In general I am fine with this - please make sure the tests pass, e.g. adding md5sums or update the pytest yaml to e.g. remove tests for md5sums if these do not stay the same (e.g due to sorting order not being stable or similar things).
Thanks for taking time to review @apeltzer. I've updated test.yml files accordingly. As mentioned, some output files are slightly different in each run due to containing copies of the input call with temporary file paths for example. I've removed files from the YAML files if the correct output cannot be checked. It is still possible to confirm a successful test run from reproducible output files and summary statistics.
I think this update addresses all concerns raised. Let me know if anything else needs to be discussed or changed in order to meet criteria to merge.
One tiny test missing 🤞🏻 - the web_summary.html in both universc count and the cellranger count part. Can you try to fix this?
Once the tests are fixed (last one!) , I think the code is fine. Hosting the docker images is another story - we tend to host other images (e.g. demux, some other 10X containers) on our main nf-core account to make sure that a.) these are there and are not at some point deleted and b.) are "kind of trustworthy" / under control of the community and not a single individual - would you be fine to mirror the images you provide to the nf-core account to keep things the same for universc here too @TomKellyGenetics ?

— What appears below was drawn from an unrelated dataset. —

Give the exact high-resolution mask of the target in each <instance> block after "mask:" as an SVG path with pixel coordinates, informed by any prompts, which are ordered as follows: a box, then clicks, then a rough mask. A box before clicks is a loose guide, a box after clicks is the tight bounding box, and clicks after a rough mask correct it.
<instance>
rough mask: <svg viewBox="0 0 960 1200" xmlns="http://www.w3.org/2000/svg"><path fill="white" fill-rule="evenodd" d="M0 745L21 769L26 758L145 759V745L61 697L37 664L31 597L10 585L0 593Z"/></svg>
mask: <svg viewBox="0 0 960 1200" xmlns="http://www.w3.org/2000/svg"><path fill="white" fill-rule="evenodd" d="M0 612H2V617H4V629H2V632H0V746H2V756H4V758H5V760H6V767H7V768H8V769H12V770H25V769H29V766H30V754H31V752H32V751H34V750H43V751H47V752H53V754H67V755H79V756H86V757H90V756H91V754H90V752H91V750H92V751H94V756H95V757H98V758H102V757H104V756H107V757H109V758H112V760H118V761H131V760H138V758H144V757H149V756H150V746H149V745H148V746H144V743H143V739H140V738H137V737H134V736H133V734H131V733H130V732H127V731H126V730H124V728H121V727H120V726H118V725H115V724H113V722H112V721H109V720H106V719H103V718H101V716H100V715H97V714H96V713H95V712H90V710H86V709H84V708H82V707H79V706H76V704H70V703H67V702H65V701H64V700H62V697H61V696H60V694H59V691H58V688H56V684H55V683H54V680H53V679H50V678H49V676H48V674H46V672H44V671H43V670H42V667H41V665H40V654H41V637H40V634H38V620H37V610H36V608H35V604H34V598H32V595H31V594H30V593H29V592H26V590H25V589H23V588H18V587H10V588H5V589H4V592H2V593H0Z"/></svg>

Also, once the modules are in: Would make sense to use the upcoming subworkflow feature and create a subworkflow out of universc modules that can then only be imported to the nf-core/scrnaseq pipeline - other pipelines could also consider importing the workflow, e.g. ATACseq could potentially import it to do scATACseq ...? Or does that not make sense to also have the subworkflow shared via a central module repository? Leaving that bit up to you ;-)
One tiny test missing 🤞🏻 - the web_summary.html in both universc count and the cellranger count part. Can you try to fix this?

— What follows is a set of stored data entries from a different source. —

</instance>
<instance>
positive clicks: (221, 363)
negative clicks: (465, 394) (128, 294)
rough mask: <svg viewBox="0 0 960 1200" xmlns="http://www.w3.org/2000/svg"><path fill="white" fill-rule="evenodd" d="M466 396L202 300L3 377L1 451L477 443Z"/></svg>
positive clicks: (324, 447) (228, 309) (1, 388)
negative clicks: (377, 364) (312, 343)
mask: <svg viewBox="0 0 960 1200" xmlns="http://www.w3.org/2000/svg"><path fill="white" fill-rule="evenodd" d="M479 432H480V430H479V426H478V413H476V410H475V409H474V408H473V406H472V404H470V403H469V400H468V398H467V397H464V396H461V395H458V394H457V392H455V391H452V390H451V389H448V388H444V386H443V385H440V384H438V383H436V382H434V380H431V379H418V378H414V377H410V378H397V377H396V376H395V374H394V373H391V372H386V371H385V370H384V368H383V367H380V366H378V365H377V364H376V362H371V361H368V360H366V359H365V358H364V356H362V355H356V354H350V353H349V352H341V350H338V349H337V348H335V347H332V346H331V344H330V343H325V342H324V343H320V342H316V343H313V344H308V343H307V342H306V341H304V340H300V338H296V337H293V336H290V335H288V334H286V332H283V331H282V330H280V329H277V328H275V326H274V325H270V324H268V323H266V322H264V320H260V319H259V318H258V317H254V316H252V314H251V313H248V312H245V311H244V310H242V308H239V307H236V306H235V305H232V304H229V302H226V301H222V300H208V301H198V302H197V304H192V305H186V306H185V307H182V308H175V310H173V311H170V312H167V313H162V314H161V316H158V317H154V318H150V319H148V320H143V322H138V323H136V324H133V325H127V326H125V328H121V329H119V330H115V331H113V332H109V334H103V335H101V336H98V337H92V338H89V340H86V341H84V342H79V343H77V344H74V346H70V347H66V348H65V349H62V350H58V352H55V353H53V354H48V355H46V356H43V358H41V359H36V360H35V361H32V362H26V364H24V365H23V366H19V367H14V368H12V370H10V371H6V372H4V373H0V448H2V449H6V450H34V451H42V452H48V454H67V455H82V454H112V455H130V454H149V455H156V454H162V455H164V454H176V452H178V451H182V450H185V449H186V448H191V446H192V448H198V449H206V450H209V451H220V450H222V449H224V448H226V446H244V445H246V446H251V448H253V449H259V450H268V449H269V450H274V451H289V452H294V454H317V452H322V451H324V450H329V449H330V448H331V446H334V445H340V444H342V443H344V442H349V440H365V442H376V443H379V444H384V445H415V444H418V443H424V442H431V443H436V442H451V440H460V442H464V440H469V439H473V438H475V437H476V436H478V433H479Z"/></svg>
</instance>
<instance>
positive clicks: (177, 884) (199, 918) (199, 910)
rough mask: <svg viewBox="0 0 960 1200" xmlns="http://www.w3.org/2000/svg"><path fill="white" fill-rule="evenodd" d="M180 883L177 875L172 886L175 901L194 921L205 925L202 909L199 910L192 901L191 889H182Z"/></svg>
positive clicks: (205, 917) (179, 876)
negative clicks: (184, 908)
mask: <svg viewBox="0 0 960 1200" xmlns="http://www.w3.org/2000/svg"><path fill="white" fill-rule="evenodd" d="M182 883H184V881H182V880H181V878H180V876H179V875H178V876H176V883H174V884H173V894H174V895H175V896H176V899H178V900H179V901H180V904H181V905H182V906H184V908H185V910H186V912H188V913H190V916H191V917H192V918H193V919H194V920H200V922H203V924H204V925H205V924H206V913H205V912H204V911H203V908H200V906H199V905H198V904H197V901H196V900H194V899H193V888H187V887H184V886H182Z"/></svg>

@apeltzer I've returned from holidays so now I can modify the tests for the web summary files. This shouldn't be much trouble.
Updating permissions in the container is more troublesome but I am open to a mirror being hosted by nf-core. As discussed above, I misunderstood how nf-core containers are managed and removed references to it before.
If you wish to build a new container, the Dockerfile can be found here: https://github.com/minoda-lab/universc/blob/master/Dockerfile Let me know if I can help do this.
Note UniverSC is now published in Nature Communications and we will continue to ensure the supplemental data, including the image to run a container is available. https://www.nature.com/articles/s41467-022-34681-z
I can support building a subworkflow and integrating it into the scRNA-Seq pipeline. Unfortunately scATAC-Seq is not currently supported due to some complications.
I looked into mirroring the docker image at nf-core/universc. I am a member of the GitHub organisation but do not have permissions to update the Docker images here: https://hub.docker.com/u/nfcore
If anyone who administers this account is willing do it, I can share the docker build configuration file. All dependencies are open-source and available to install freely. It may be possible to change permissions on the cellranger install directory to avoid running the container as root user but I have not tested this yet.
@apeltzer Should I add the "subworkflow" for UniverSC as a separate PR or include it in this one? I noticed there are subworkflows included with this modules repo and also specific for each pipeline:
https://github.com/nf-core/modules/tree/master/subworkflows/nf-core https://github.com/nf-core/scrnaseq/tree/master/subworkflows/local
As you suggest, this would be specific to scRNA-Seq analyses, so I agree to submitting it there (after universc is merged into "modules") if it is more appropriate. It has very similar functionality to the "align_cellranger.nf" subworkflow so putting it in the same directory makes sense to me. Thanks for your advice.